Populorum Progressio, published in 1967, was Paul VI at his best, as he placed the Church with the poor, and articulated a vision of the Church as for the poor, especially the poor in the developing, newly independent countries of the post-colonial world. Denouncing "flagrant inequalities" between a privileged minority enjoying wealth and a deprived majority relegated to living and working conditions unworthy of human beings, Paul appealed for a "global perspective" and for a "human solidarity" that would recognize that the earth belongs to everyone, not solely the wealthy. Paul insisted that the right to private property was not absolute, and that it may not be exercised to the detriment of the common good. With the passionate zeal of a prophet's voice, Paul VI warned that continued avarice on the part of wealthier nations would "arouse the judgement of God and the wrath of the poor, with consequences no one can foresee." Cautioning against a naïve adoption of so-called "free" trade policies among nations, Paul VI warned that "free" trade is just "only when it conforms to the demands of social justice." Turning to the plight of migrant workers, Pope Paul asserted that a "hospitable reception" of them is "a duty" of human solidarity and Christian charity. For Paul, taxation of the wealthy was to be increased: Their luxuries were to be taxed in order to promote the development of nations and the promotion of peace.

While in Populorum Progressio Paul VI invoked the specter of judgement and wrath if the wealthy and the wealthy nations did not change their ways, in Humanae Vitae, the encyclical in which he rejected "artificial" forms of birth control, Paul adopted a gentle, pastoral voice when he acknowledged that many couples would find very difficult putting the moral norm he articulated into practice. Though in later decades some Catholics sought to make adherence to Humanae Vitae a kind of litmus test or badge of a faithful Catholic, nothing in the remaining ten years of Paul's pontificate anticipated or promoted a move in that direction.

Paul VI appointed Jean Jadot as Apostolic Delegate to the United States, a position that gave Jadot, a Belgian, a great deal of say in who was named a bishop in the U.S. Episcopal appointments in that era were quite varied, including what were considered liberals as well as conservatives; most of those appointed had strong pastoral priorities. Many of Paul's bishops played central roles in the 1980s in producing two significant letters of the United States Conference of Catholic Bishops: one on peace and nuclear armaments, and one on a just economy.

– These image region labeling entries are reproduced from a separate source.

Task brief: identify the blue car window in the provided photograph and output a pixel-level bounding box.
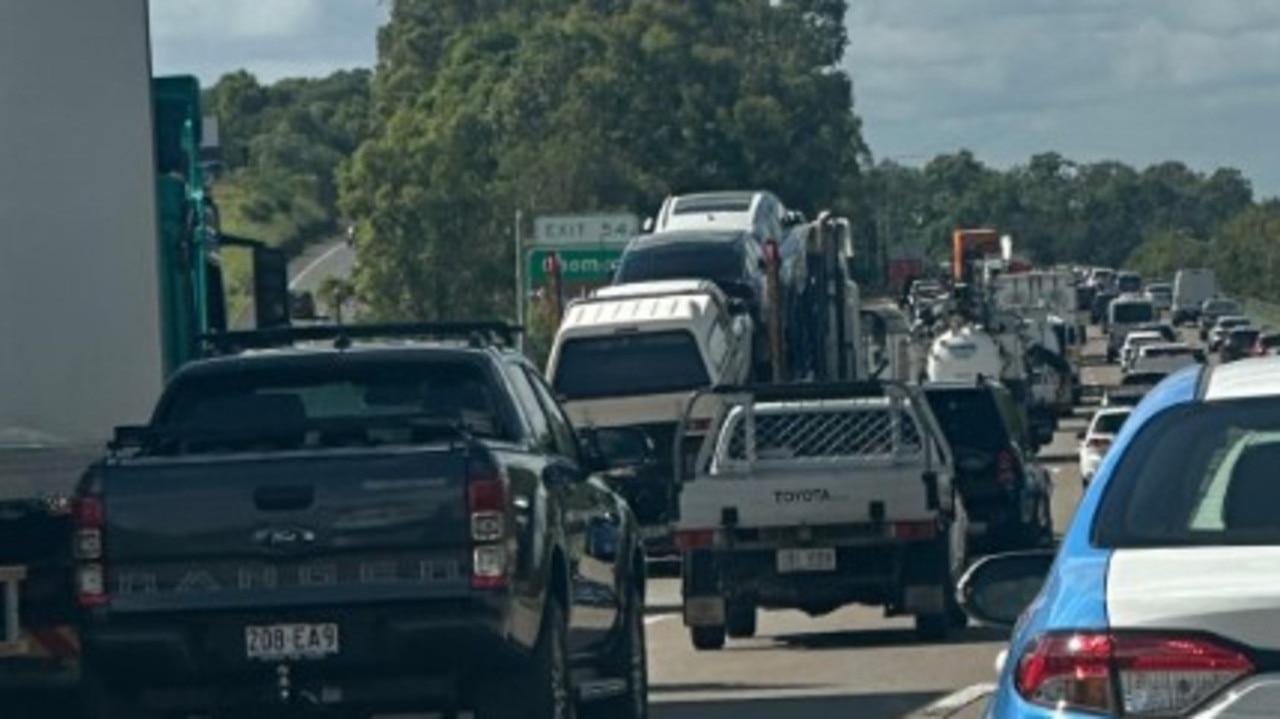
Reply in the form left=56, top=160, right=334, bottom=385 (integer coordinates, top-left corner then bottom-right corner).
left=1093, top=398, right=1280, bottom=549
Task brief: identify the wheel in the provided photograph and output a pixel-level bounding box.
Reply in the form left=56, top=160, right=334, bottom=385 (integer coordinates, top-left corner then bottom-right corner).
left=689, top=624, right=724, bottom=651
left=726, top=599, right=756, bottom=640
left=585, top=589, right=649, bottom=719
left=475, top=600, right=576, bottom=719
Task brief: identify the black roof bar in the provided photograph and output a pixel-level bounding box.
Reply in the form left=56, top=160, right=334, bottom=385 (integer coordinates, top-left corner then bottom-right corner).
left=200, top=321, right=525, bottom=354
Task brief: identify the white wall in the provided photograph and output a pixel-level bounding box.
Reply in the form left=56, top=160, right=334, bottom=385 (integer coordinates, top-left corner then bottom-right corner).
left=0, top=0, right=161, bottom=441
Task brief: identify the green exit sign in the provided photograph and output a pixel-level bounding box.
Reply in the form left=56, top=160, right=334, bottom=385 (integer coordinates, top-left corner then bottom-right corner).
left=525, top=247, right=622, bottom=287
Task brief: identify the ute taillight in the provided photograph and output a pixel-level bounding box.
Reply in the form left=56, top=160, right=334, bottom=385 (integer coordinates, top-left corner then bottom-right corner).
left=996, top=449, right=1018, bottom=485
left=1015, top=632, right=1254, bottom=716
left=467, top=468, right=511, bottom=589
left=72, top=495, right=108, bottom=608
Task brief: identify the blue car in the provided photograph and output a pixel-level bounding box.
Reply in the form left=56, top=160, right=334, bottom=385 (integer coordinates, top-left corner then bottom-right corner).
left=957, top=357, right=1280, bottom=719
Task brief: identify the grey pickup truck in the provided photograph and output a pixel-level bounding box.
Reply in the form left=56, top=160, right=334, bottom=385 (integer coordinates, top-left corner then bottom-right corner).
left=73, top=325, right=648, bottom=719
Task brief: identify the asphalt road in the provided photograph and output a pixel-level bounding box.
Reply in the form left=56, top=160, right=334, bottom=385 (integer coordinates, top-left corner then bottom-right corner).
left=648, top=324, right=1119, bottom=719
left=289, top=238, right=356, bottom=292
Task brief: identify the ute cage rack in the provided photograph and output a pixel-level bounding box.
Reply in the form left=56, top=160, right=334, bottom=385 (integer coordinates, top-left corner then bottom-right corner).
left=672, top=380, right=919, bottom=485
left=200, top=321, right=525, bottom=357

Most of Paul VI's severe critics were not liberals or progressives but conservatives that abhorred change and wanted to believe that the Church of the 1950s had been one of timeless truth and of unquestionable certitude, and thus one to be retained and restored at all costs. In 1969 Paul VI published a revised Roman Missal, and made official many liturgical changes that were underway in the wake of Vatican II's 1963 decree on the liturgy. Though some arch-conservatives continued to oppose such updating and modernization, and used appeals for a restored Latin Mass as a way of denouncing nearly everything the Council had done, Pope Paul VI did not turn back. He showed exemplary courage in remaining faithful to Vatican II's vision of a Church in the world and not merely against the world, a vision of Catholics in dialogue with other Christians, with Jews, and with persons of other faiths, a vision of a pilgrim people of God, and of a Catholic Church increasingly diverse and truly global, a Catholic Church not only teaching but also learning.

In 1975 Paul VI appealed for mercy for several men condemned to death by General Franco's regime in Spain. Pope Paul's prophetic stance against the death penalty offered a sharp contrast to some earlier popes that had given uncritical support to Franco. In this and in many ways, Blessed Pope Paul VI showed how the Church can change for the better. May such openness to change be a precious way of honoring his memory, in our era and beyond.